Parler des erreurs médicales, pour une prise de conscience du politique et du personnel soignant

Des erreurs, ça peut arriver à tout le monde... Mais lorsqu'elles ne sont pas reconnues et que c'est en milieu médical, ce sont des vies qui sont quelquefois brisées. L'association "Erreurs médicales" organise une manifestation ce dimanche après-midi, pour demander une meilleure reconnaissance de ces erreurs, et des droits aux victimes. D'où le lieu choisi pour la manifestation, en face du Palais de Justice de Bruxelles, place Poelaert.

Une loi peu ou mal appliquée

Il y a huit ans, Julie Friard a accouché d'un bébé mort-né. Pendant trois jours, les douleurs sont intenses, elle perd une importante quantité de sang. Mais la sage femme d'un hôpital wallon la renvoie chez elle. Ce sont une série d'erreurs et de négligences qui scellent le destin de son enfant. "Elle m'a clairement répondu que ça faisait 25 ans qu'elle exerçait ce métier, et qu'on ne devait pas le lui apprendre. Si elle avait appelé le gynécologue, il aurait su à quoi il avait affaire, et aurait sorti notre enfant de toute urgence. On aurait pu le sauver, tout à fait..." nous confie Julie, qui est aujourd'hui encore confrontée à une sorte de déni des autorités médicales. "Leur attitude me rend forte, de jour en jour, et me donne encore plus envie de me battre. Parce que j'aurai justice."

Une loi existe pour l'indemnisation des victimes des erreurs médicales. Mais elle semble peu ou mal appliqué. Lena Pjetri a été opérée de la hanche il y a deux ans et demi, mais sa prothèse était trop grande... Aujourd'hui, elle se déplace en chaise roulante, ou en déambulateur si c'est pour parcourir quelques mètres dans sa maison. Il n'y a pas eu de reconnaissance officielle de l'erreur. "Je me sens complètement délaissée par la justice et les médecins. Je dis toujours qu'il y a les briseurs de vie et les sauveurs de vie. Et il y a des briseurs de vie qu'il faut dénoncer. Alors j'aimerais que les gens parlent de leur erreur médicale, et qu'ils n'aient pas peur."

Des erreurs évitables ?

En France et aux Etats-Unis, des études estiment que les erreurs médicales sont la troisième cause de mortalité, après les maladies cardio-vasculaires et le cancer. En Belgique, aucun chiffre officiel existe mais l'asbl a recensé près de 20.000 erreurs médicales annuelles, et estime qu'il y aurait entre 2000 et 4000 décès par an. Dans son communiqué, l'asbl Erreurs médicales avance que "dans 70 % des cas, ces événements indésirables ne sont pas dû à un défaut de compétence ou de savoir-faire du corps médical mais à des facteurs humains liés au travail en équipe et notamment à un manque de communication au sein du personnel soignant et avec les patients.
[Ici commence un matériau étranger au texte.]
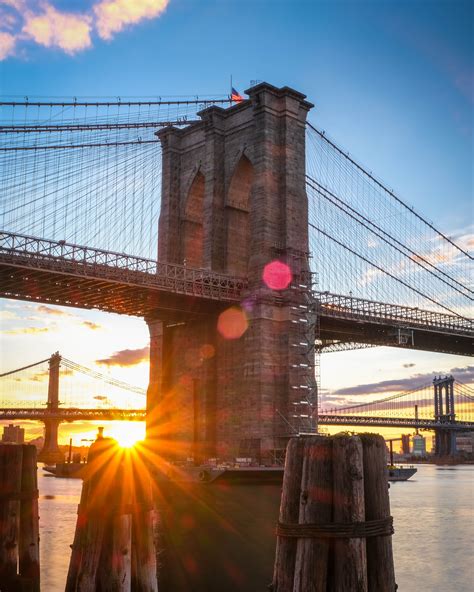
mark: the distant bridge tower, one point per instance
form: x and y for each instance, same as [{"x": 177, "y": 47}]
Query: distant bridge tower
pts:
[
  {"x": 233, "y": 201},
  {"x": 445, "y": 438},
  {"x": 50, "y": 452}
]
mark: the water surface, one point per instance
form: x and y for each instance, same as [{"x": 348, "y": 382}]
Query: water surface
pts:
[{"x": 433, "y": 542}]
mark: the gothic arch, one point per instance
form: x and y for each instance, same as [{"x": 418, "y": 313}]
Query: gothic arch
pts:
[
  {"x": 237, "y": 217},
  {"x": 192, "y": 233}
]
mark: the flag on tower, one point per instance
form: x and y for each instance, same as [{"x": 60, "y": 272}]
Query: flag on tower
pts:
[{"x": 235, "y": 96}]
Ces erreurs seraient donc majoritairement évitable."

Et d'ajouter : "L’objectif n’est pas de fustiger le corps médical ni de cibler des responsables politiques en particulier mais bien de demander à l’ensemble de nos politiques, tout parti confondu, de se réunir avec tous les acteurs concernés, en ce compris les représentant de patients" afin de, notamment, repenser certains articles de la loi relative aux droits des patients, de réduire les délais des procédures judiciaires, de sensibiliser le personnel soignant à la problématique.